If the decision by umpires Billy Bowden and Simon Taufel to offer the light was surprising, the decision of the rampant batsmen to accept it was incredible. Trescothick was the man who said yes and he justified his choice by claiming that a new batsman might struggle in light that was barely below bright sunshine. But there was no new batsman. It was negative thinking at its English worst.
During the unscheduled 30-minute break, Smith spoke "a few harsh words" and regrouped his wayward bowlers, and with an air of grim predictability both batsmen were dismissed by Kallis within eight overs of the restart, Trescothick to a breathtaking one-handed return catch, Butcher to a thin edge.

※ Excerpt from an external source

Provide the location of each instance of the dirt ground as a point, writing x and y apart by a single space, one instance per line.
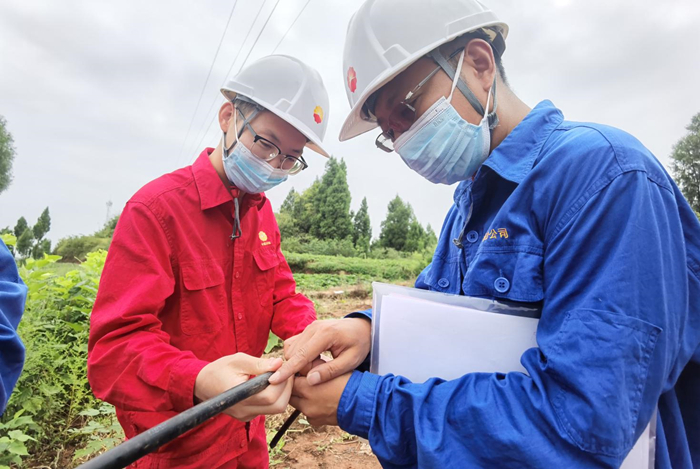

On the third day, the South African bowlers were discipline personified but the key to unlocking the innings was provided by a man who had never bowled in a Test before. While waiting for the second new ball, Smith turned to the exciting but rarely seen legspin of Rudolph. His second delivery was a beauty, dipping late and teasing Hussain into a premature drive and a critical return catch. The tail then folded quickly, with the last five wickets adding just 68, despite Flintoff 's aggressive and entertaining 55.

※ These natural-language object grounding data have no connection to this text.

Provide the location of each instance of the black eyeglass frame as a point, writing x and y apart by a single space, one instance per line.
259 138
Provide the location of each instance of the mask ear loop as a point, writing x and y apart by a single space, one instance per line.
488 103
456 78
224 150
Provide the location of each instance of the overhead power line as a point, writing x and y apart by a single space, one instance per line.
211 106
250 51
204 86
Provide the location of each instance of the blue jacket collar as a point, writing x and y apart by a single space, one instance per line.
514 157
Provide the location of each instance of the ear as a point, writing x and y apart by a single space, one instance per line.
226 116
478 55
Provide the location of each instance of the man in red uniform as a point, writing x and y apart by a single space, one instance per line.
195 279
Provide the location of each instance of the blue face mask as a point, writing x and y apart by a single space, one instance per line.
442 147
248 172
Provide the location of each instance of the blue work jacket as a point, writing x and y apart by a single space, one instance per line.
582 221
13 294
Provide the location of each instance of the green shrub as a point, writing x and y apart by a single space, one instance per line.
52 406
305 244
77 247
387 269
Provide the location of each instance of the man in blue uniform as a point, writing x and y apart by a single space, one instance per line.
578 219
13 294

The pitch had been moody and unpredictable from the very beginning and it became no easier, so South Africa's lead of 35 was always likely to be important. Kirsten battled harder than ever to boost it with a courageous 60 that was comfortably as valuable as his century. He simply smiled when a good-length ball flew past his nose, never allowing his even temperament to be unsettled, and Kallis and McKenzie took the cue from their patient team-mate, batting with visible determination. But the game could still have twisted either way on the fourth morning, when the tourists resumed on 164 for five, a lead of 199.
However, Boucher batted with flair and aggression to disrupt England's fragile attack, before Hall ripped into them like a ravenous lion. He cut and pulled the barrage of long-hops that came his way and in barely an hour had dragged the match well beyond England's grasp. When the last man, Pretorius, was bowled by a shooter, Hall became only the fifth man to score an unbeaten 99 in Tests. He had faced just 87 deliveries.

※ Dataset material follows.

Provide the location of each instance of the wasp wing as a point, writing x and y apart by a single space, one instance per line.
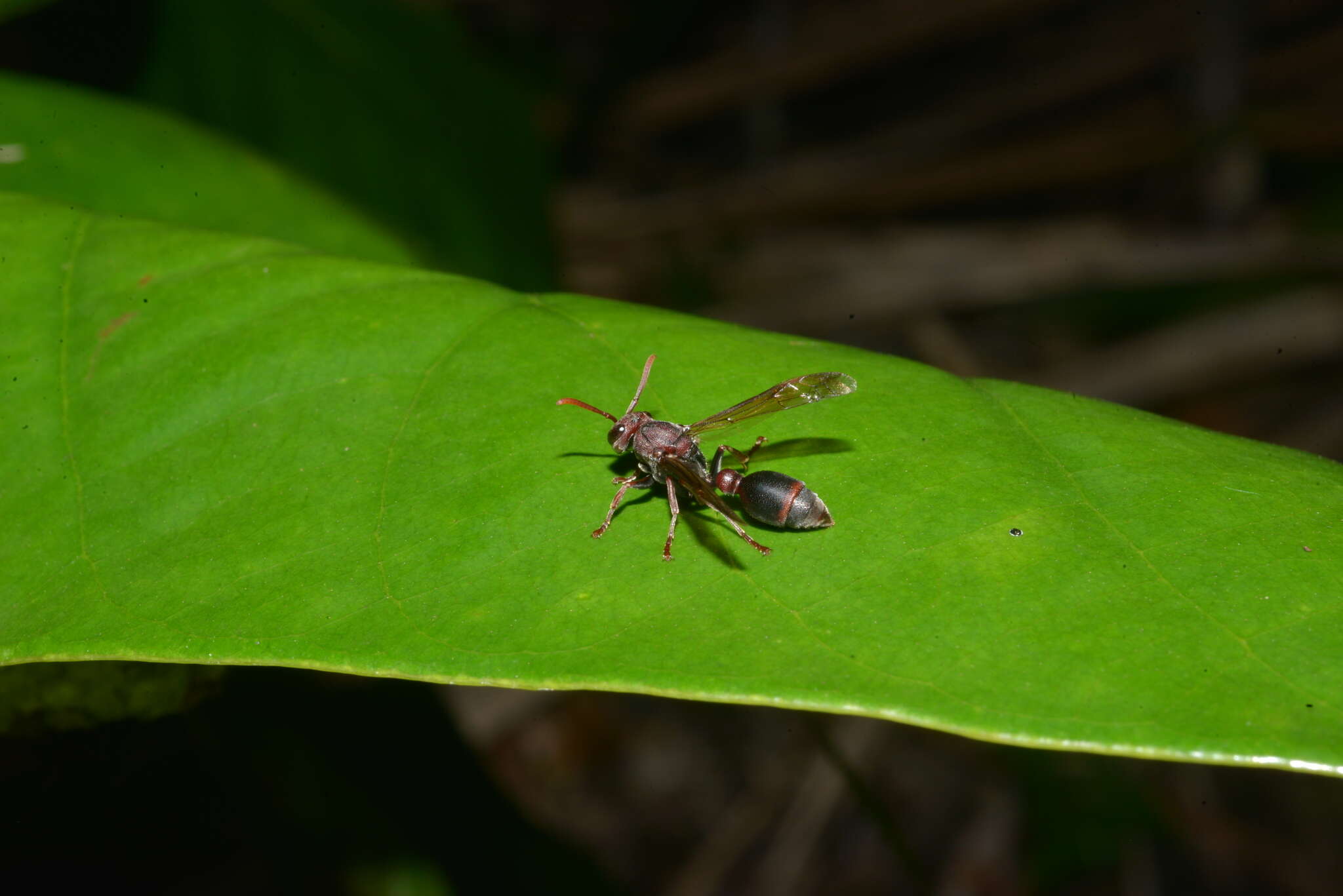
795 393
703 492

England's target was of academic interest. They could not score 401, they knew it and they batted like they knew it. Butcher showed class, again, but failed to push on when well set, and Flintoff bashed a second half-century of the match. But Kallis completed a crushing victory with classic, fast away-swingers that earned him career-best figures for both an innings (six for 54) and a match (nine for 92). And the South Africans did it all without Shaun Pollock, who had returned home to Durban for the birth of his first child. Here was good news, even for England: given the Test record of the Pollock dynasty, their own heirs might be pleased to know that he had a daughter, Jemma.
Man of the Match: G. Kirsten. Attendance: 57,996; receipts £1,104,973.(br>
Close of play: First day, South Africa 260-7 (Kirsten 109, Zondeki 50);
Second day, England 197-3 (Hussain 14, Smith 0); Third day, South Africa 164-5 (McKenzie 17, Boucher 2); Fourth day, England 165-5 (Butcher 57, Flintoff 45).